Под конец от меня все отреклись. Я писала королеве, своей подруге. Она не ответила. Меня посадили в долговую тюрьму. Как только меня освободили, условно, я упаковала два сундука одежды, кое-какие драгоценности, памятные вещи и купила себе и ребенку билеты на пакетбот до Кале, подальше от Тауэра. Дочь знала лишь, что она дочь своего отца и что я его друг и ее опекунша. В Кале я на две недели сняла лучшие комнаты в лучшем отеле и истратила на это половину всех денег. Потом мы переехали на ферму в нескольких милях от города. Там не было школы для дочери, и я сама учила ее немецкому и испанскому — по-французски она говорила уже вполне сносно — и читала ей кое-что из греческой и римской истории. Еще я наняла деревенскую женщину, чтобы та катала дочь на ослике, чтобы у девочки были хоть какие-то физические занятия.
Когда мы сбежали из Англии, дочери было четырнадцать. Мне самой было четырнадцать, когда я приехала из деревни в Лондон, и я была так счастлива, так жадно хотела начать жить и как-то подняться в этом мире. По рождению я была никем. А она была дочерью величайшего героя и женщины, когда-то считавшейся величайшей красавицей века. У меня была мать, которая, что бы я ни сделала, всегда меня хвалила, — необразованная женщина, в обществе которой и благодаря любви которой я была очень счастлива и всем довольна. А моей дочери досталась мать, которая никогда ее не хвалила, а лишь твердила, что она обязана постоянно помнить о том, кто ее отец, о том, что он смотрит на нее с небес, и что она всегда должна поступать так, чтобы он мог ею гордиться, — образованная, умная женщина, общество которой пугало и отвращало ребенка.

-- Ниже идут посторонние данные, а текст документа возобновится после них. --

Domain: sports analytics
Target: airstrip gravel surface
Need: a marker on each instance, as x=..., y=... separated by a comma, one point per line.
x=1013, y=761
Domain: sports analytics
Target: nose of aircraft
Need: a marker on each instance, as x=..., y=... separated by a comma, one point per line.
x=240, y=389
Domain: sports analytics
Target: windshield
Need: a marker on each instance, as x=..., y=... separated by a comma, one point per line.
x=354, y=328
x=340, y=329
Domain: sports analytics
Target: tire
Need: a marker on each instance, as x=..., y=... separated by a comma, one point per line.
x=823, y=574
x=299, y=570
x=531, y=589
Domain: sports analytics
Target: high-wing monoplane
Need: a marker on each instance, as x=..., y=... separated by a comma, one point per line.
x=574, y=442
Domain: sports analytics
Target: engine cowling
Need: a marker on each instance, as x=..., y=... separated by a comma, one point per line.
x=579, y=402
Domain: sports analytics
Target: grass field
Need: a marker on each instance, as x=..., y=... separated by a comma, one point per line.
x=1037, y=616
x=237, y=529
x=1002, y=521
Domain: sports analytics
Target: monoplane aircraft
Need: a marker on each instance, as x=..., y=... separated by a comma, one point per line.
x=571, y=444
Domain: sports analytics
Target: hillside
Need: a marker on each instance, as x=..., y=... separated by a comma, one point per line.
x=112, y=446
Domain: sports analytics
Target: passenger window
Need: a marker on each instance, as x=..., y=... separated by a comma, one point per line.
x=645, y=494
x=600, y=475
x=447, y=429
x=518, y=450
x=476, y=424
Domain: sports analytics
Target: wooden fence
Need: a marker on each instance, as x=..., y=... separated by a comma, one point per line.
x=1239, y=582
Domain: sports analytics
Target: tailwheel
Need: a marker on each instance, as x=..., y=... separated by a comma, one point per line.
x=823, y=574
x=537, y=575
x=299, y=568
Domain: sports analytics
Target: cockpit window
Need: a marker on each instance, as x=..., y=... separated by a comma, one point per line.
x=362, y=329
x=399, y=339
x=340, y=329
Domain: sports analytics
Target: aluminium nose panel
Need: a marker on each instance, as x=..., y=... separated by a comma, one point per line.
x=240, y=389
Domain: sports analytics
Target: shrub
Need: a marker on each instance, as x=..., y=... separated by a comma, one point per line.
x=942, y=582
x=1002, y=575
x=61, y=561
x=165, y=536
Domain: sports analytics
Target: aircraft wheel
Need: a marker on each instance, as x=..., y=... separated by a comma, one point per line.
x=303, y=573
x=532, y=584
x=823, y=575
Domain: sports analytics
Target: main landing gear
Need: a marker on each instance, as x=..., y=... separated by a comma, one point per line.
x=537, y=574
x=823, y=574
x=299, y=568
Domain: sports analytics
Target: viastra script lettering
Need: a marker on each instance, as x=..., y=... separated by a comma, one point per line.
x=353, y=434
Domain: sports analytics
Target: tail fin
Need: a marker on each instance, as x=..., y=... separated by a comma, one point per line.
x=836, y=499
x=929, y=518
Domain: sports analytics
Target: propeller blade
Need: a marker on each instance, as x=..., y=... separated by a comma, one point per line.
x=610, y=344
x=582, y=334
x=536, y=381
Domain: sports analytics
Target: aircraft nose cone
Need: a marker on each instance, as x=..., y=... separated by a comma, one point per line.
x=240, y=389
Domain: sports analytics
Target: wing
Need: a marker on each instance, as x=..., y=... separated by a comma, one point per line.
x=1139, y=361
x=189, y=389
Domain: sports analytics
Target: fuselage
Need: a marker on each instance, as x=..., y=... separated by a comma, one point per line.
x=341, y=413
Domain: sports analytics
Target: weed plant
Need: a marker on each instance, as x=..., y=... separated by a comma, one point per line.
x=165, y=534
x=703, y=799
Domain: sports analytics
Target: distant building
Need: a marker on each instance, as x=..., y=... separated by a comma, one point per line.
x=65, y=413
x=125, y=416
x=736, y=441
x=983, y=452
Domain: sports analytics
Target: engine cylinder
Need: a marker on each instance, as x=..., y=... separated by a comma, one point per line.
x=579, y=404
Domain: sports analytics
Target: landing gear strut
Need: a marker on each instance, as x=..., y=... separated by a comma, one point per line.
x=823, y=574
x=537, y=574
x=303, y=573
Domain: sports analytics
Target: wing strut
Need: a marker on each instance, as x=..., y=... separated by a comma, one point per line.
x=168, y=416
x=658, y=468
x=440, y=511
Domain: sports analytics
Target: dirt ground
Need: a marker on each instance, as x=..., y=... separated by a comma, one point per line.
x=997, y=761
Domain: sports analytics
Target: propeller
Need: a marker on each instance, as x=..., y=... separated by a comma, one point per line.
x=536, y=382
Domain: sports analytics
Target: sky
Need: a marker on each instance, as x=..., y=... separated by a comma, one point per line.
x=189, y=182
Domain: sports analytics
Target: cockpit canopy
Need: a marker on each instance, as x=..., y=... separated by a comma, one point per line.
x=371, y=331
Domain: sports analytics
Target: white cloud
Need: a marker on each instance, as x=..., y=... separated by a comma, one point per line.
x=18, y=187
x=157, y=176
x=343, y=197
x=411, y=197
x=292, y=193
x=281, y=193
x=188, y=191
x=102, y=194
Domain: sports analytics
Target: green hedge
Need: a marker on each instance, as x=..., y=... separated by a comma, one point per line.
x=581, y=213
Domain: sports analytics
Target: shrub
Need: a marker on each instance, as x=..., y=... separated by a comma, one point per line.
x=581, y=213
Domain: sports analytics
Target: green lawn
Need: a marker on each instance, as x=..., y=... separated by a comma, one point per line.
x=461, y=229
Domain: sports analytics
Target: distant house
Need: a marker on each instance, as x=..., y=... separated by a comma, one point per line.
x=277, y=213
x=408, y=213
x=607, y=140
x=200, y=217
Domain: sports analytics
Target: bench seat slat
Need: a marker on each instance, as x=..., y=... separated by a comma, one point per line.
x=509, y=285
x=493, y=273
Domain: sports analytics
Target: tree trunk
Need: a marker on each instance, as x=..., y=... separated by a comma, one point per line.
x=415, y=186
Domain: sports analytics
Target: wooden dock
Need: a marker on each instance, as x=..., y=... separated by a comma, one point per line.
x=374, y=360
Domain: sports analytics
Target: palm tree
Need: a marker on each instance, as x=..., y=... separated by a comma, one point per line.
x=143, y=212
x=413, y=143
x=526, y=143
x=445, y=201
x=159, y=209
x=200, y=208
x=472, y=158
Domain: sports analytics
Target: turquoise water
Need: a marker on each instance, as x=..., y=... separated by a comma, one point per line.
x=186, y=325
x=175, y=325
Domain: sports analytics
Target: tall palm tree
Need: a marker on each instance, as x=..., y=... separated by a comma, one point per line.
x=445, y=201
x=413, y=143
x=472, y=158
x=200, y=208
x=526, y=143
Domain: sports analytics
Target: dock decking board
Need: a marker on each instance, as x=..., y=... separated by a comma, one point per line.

Из Англии к нам никто не приезжал. Я сделалась так отвратительна, что перестала смотреться в зеркало. Я была оранжевой от желтухи и раздулась от водянки. Потом, когда я стала уже очень больна, мы вернулись в город и поселились в жалком пансионе, в темной комнатушке. Моя кровать стояла в алькове. Каждую неделю я посылала девочку к ростовщику, сначала с часами, потом с золотой булавкой, потом со своими платьями, так что ей хватало на еду, а мне — на питье. Я научила ее играть со мной в триктрак. Большую часть времени я спала. Моим единственным посетителем был священник из ближайшей церкви.
Не нашлось никого — только ребенок, — чтобы ухаживать за дурно пахнущей, плаксивой, храпящей, умирающей женщиной, никого, кроме моей дочки, чтобы выносить горшки и стирать простыни. Я бывала с ней очень резка, а она всегда была очень почтительна.
В самом конце я попросила дочь привести священника из церкви Святого Пьера, чтобы он исполнил положенный ритуал. И только тогда, впервые, забитое создание (которое потом вырастет, выйдет замуж за викария и будет вспоминать последние ужасные полгода во Франции с сострадательным стоицизмом) попыталось воспротивиться моей воле.